What Is A Healthy Size? 'Size Zero Is Like The Walking Dead,' Model Grace Jones Says

10_22_Grace Jones
Grace Jones attends a signing of her new autobiography "I'll Never Write My Memoirs" at Waterstones, Piccadilly on November 12, 2015, in London. Chris Jackson/Getty Images

Amid an effort to diversify the size of models who appear in magazines, billboards and elsewhere, it brings to light the question: what is a healthy size? Not a size zero, according to Grace Jones.

In an interview with The Guardian, the 69-year-old supermodel—who also sings, writes music and acts—discussed everything from Donald Trump to being a grandmother, and the current landscape of fashion and modeling.

"Everybody's so skinny. Size zero is like the walking dead. Not sexy at all," Jones told the British newspaper.

At the young age of 18, Jones signed with Wilhelmina, one of the world's most prominent modeling agencies, and went on to grace the covers of Elle and Vogue, among many other accomplishments. When she modeled, she was much bigger than the women she sees on the runway today.

"I would normally be a model size six, eight, though my shoulders are wide, it's hard to make them fit into things. Now I can't get into model sizes, because they're really small," she said.

Jones comments come at a fitting time, considering France recently banned the use of digitally altered photos in magazines if they don't bare a French message that translates to "edited photograph" in English. Those who don't abide by the new law may be fined more than $44,000, or 30 percent of what it costs to produce the advertisement, according to the BBC.

"Exposing young people to normative and unrealistic images of bodies leads to a sense of self-depreciation and poor self-esteem that can impact health-related behaviour," Marisol Touraine, France's minister of social affairs and health, told the BBC.

After France —home to the world's fashion capital— announced the new law on October 1, one of the most popular stock photo sites joined the movement.
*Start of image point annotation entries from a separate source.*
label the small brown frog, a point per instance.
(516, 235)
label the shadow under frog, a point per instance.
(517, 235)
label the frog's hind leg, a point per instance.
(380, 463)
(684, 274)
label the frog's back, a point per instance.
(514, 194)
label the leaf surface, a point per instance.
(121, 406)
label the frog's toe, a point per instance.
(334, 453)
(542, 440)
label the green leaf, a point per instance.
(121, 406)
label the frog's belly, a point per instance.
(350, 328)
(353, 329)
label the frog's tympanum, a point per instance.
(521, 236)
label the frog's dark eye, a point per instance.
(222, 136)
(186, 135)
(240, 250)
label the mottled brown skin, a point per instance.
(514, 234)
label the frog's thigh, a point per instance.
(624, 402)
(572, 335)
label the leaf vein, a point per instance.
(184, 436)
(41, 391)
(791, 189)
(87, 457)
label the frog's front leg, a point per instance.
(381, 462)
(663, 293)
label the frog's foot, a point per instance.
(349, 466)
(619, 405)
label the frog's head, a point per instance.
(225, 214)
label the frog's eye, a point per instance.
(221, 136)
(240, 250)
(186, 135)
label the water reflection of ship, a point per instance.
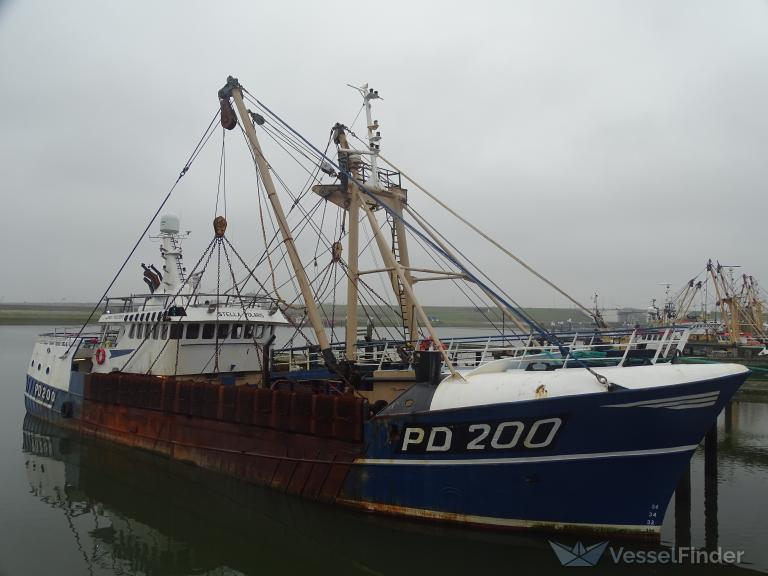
(134, 512)
(154, 515)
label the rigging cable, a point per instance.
(530, 321)
(200, 145)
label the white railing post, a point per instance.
(629, 345)
(661, 345)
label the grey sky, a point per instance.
(614, 145)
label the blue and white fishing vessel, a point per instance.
(534, 431)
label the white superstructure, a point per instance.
(172, 330)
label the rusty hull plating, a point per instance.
(301, 443)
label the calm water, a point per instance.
(80, 507)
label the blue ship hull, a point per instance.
(591, 462)
(613, 465)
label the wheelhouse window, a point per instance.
(193, 331)
(177, 330)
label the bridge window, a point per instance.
(193, 331)
(177, 330)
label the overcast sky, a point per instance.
(614, 145)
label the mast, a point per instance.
(394, 202)
(234, 90)
(353, 246)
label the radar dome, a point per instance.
(169, 224)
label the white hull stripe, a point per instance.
(669, 402)
(523, 459)
(40, 402)
(692, 405)
(491, 521)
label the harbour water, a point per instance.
(74, 506)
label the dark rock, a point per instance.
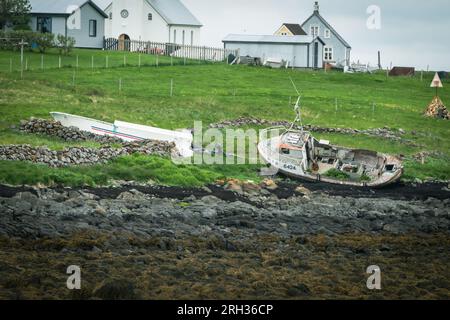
(116, 289)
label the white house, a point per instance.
(299, 51)
(309, 45)
(336, 49)
(80, 19)
(165, 21)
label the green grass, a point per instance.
(131, 168)
(216, 92)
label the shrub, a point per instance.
(65, 44)
(45, 41)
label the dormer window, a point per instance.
(315, 31)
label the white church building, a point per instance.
(165, 21)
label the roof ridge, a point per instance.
(316, 13)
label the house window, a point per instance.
(124, 13)
(328, 53)
(44, 24)
(315, 31)
(93, 28)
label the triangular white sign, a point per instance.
(436, 83)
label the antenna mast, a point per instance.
(297, 108)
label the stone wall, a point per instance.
(82, 155)
(378, 132)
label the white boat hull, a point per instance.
(128, 131)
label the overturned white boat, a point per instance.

On the same day, Getty Images updated its submission requirements for photographers: "...do not submit to us any creative content depicting models whose body shapes have been retouched to make them look thinner or larger," the company said in a statement.

Like the law in France, Getty's policy doesn't apply to hair color or blemish removal in photos. The latest changes are part of a larger effort of the global body-positive movement.

"Our perceptions of what is possible are often shaped by what we see: positive imagery can have [a] direct impact on fighting stereotypes, creating tolerance, and empowering communities to feel represented in society," Getty Images wrote in a statement to NBC'S Today Style. "Over the last several years, Getty Images has made a concerted effort to change the way women and other marginalized communities are represented in media and advertising."